The Drowned-Man stopped. His normal eye didn’t break eye contact with them, but the swollen Demonic one trundled in his skull, looking for something only it knew to find.
He smiled. And with a flick of his wrist his scimitar left his hand to fly through the air, shining in the moonlight as it severed a dozen threads at once. His neck and legs were instantly free as they were disconnected from Ósma’s magic.
Then the blade came back down, and he sliced off one of his own hands.
None of them knew how to react to that, and that gave him the moment needed to escape. Tearing off the last of them with his teeth he turned and ran, blood gushing from his stump and he crossed several blocks in an instant.
“Quickly!” Ósma swore. “After him! Don’t let him get away!”
They ran, though it was clear that they wouldn’t be able to keep up. He had some weird jumping magic that let him bound across distances in half the time it took them to run. Already he was but a distant speck along the waterfront.

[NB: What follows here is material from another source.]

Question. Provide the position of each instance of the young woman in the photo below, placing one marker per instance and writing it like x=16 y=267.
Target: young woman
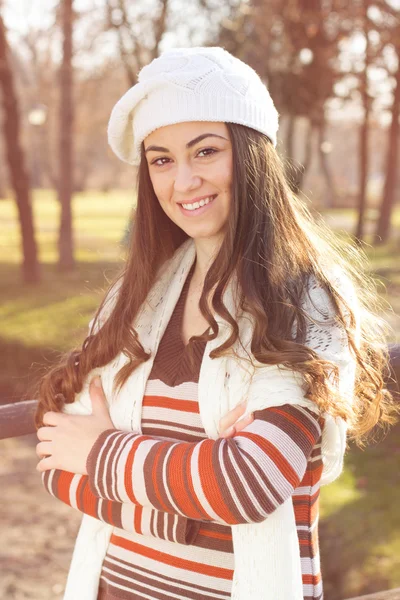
x=232 y=302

Palmira huffed in rage, smoke billowing from her jaws. Maybe the stress of the day had finally caught up to her, but she would not let that happen.
Her feet ignited. Ignoring the other’s shouts for her to stop, she rocketed ahead, rapidly making up lost ground. Now she was gaining on him, charred footprints sizzling against the bloody trail he left in his wake.
The Drowned-Man didn’t stop to look back at her, but he must have known she was there. Instantly he turned sharply, leaping up onto a nearby rooftop. Not one to be left behind she followed, barely making the jump as she kept up the chase. She almost lost him there, but at the last moment she caught sight of him soaring across the red tile roofs which were so common in the city.
“Palmira!” Morte shouted, his voice cutting through the rage clouding her mind. “Stop! Wait for the others!”
But if she stopped to wait for the others she’d lose him!
Given a moment to calm down and think she might have agreed with him acted differently. But right now her thoughts were running as hot as her legs, and she found herself unable to care.
So when the corrupted adventurer suddenly stopped jumping, when he fell down into one of the dark alleyways of the Old Quarter, she followed him without thinking.
Following him, she landed with a thud, the mud beneath her burning shoes steaming. Flames blazed up her arms, angry and bright as she held Morte aloft.
She immediately regretted doing this.
Because he was no longer alone. Standing before the two of them were Zeitn and Rosalina, the familiar smell of burnt flesh wafting into her nose.
In hindsight, she really should have listened to Morte.